Disabled Gamer Sues Sony to Make Their Games Accessible


Unhappy with Sony? The plaintiff should join Siouxsie's WOW guild.

Siouxsie thinks that Sony should make its video games accessible.  That is what Alexander Stern, an individual with visual and learning disabilities wants them to do.

On October 23, 2009, Alexander Stern (“plaintiff”) sued Sony, Sony Online and Sony Computer Entertainment America in the United States District Court for the Central District of California for failing to provide equal access to their goods and services to the disabled.  The plaintiff brings his claims under the California Unruh Civil Rights Act and Title III of the Americans with Disabilities Act (“ADA”).
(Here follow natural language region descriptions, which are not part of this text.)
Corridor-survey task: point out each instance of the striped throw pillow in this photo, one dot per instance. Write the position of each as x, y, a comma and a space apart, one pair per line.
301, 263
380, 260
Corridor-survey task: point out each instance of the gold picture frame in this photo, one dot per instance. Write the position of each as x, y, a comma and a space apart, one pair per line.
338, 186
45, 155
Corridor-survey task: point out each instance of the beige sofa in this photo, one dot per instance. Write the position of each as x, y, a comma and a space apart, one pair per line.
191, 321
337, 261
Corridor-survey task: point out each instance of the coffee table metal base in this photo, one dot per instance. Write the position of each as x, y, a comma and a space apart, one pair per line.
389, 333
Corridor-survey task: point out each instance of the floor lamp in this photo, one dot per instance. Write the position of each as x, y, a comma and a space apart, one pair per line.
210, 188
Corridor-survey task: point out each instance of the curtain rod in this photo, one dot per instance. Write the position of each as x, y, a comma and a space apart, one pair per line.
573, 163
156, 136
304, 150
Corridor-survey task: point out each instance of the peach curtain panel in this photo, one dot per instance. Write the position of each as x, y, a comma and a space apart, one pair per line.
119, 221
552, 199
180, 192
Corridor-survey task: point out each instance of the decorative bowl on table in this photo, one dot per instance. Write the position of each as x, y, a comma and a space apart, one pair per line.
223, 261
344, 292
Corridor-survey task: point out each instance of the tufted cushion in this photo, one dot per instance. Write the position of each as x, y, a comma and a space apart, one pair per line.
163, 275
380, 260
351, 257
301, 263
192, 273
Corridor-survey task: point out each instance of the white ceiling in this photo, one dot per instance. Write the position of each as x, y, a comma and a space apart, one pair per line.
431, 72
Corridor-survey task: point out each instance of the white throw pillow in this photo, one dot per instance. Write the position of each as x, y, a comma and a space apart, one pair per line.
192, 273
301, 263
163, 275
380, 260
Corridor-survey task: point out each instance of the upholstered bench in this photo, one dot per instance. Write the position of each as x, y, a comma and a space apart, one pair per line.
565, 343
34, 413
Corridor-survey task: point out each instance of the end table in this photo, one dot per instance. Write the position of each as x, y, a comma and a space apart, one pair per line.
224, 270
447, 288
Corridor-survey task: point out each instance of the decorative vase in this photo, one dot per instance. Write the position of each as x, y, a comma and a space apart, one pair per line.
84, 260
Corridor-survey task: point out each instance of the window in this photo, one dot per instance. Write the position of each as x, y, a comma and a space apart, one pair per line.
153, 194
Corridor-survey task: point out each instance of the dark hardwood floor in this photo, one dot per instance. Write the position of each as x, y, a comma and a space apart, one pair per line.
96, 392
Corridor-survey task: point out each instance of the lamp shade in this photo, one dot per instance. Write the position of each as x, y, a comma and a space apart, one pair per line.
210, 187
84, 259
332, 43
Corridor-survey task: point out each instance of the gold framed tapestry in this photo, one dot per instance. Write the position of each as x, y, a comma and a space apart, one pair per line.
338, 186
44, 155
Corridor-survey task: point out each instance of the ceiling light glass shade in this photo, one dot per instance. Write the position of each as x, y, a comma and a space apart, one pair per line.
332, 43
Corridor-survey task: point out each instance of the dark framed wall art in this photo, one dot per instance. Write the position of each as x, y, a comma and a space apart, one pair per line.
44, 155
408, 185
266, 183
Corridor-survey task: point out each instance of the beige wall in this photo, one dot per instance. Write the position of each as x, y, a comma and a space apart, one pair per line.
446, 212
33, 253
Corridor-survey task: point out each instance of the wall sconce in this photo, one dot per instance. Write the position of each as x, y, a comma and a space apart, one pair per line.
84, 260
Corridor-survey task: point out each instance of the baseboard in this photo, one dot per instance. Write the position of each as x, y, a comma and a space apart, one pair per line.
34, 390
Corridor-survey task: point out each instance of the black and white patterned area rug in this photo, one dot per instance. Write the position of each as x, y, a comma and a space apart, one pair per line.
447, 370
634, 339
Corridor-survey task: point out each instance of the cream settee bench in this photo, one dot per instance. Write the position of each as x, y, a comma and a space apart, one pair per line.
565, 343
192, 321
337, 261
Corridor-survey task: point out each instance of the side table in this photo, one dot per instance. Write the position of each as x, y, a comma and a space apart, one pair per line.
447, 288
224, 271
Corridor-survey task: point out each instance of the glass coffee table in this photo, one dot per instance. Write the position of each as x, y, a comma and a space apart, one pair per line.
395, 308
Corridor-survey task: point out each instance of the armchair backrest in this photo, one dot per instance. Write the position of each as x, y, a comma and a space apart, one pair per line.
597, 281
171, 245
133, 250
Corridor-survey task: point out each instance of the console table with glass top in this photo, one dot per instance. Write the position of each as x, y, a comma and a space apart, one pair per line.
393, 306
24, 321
Title III of the ADA mandates that “[n]o individual shall be discriminated against on the basis of disability in the full and equal enjoyment of the goods, services, facilities, privileges, advantages, or accommodations of any place of public accommodation by any private entity who owns, leases (or leases to), or operates a place of public accommodation.”

The plaintiff  may have a tricky road ahead.  Plaintiff first must demonstrate that he is an individual with a disability for purposes of the ADA.  He is alternately described as an individual with visual disabilities or an individual with multiple learning disabilities.  Because his limitations are not specified in the complaint, it is hard to know whether or not plaintiff qualifies as disabled under the ADA.  Next, plaintiff must establish that Sony is considered a place of public accommodation under the ADA.  The Ninth Circuit has made this no easy task.

But if he can clear these hurdles, the plaintiff asserts that the modifications he seeks are reasonable.  It is not clear what game or games the plaintiff wants to play.  But he cites other companies that have made the necessary modifications to their games.  He cites  Blizzard Entertainment’s World of Warcraft (“WOW”), which provides visual cues through third-party modifications and Pin Interactive’s Terraformers, which provides a high-contrast 3D-graphics mode, an audio compass, a GPS-like mechanism,  and a keypad option.

Plaintiff alleges that Sony failed to respond to any of his requests to discuss his accessibility issues.   The plaintiff also contends that Sony requires gamers to sign a waiver to agree to arbitration before they can even request a modification.  Really Sony?  Siouxsie hopes this is not so.

Whatever the viability of this particular lawsuit, if the modifications needed are reasonable, Siouxsie says, “Why not make them?”   Sony only stands to increase its user base if it makes its games accessible.   And if the modifications are not reasonable, Sony should work on its customer service to avoid lawsuits like this in the future.

In the meantime, Siouxsie says, “Why waste your time with Sony?  WOW is far superior and accessible.”

Here is a copy of the complaint for your reading pleasure.


~ by siouxsielaw on November 9, 2009.

4 Responses to “Disabled Gamer Sues Sony to Make Their Games Accessible”

  1. […] Alexander Stern has sued Sony Online Entertainment and various affiliated entities involved in online videogaming, saying the company “is violating the Americans with Disabilities Act by failing to implement features to make its games accessible to visually impaired gamers.” [Gamespot, Kotaku, The Register via Siouxsie Law] […]

  2. if you ever come over the second life, you know where to find me…

  3. wait, that should be… if you ever come over TO second life… sorry.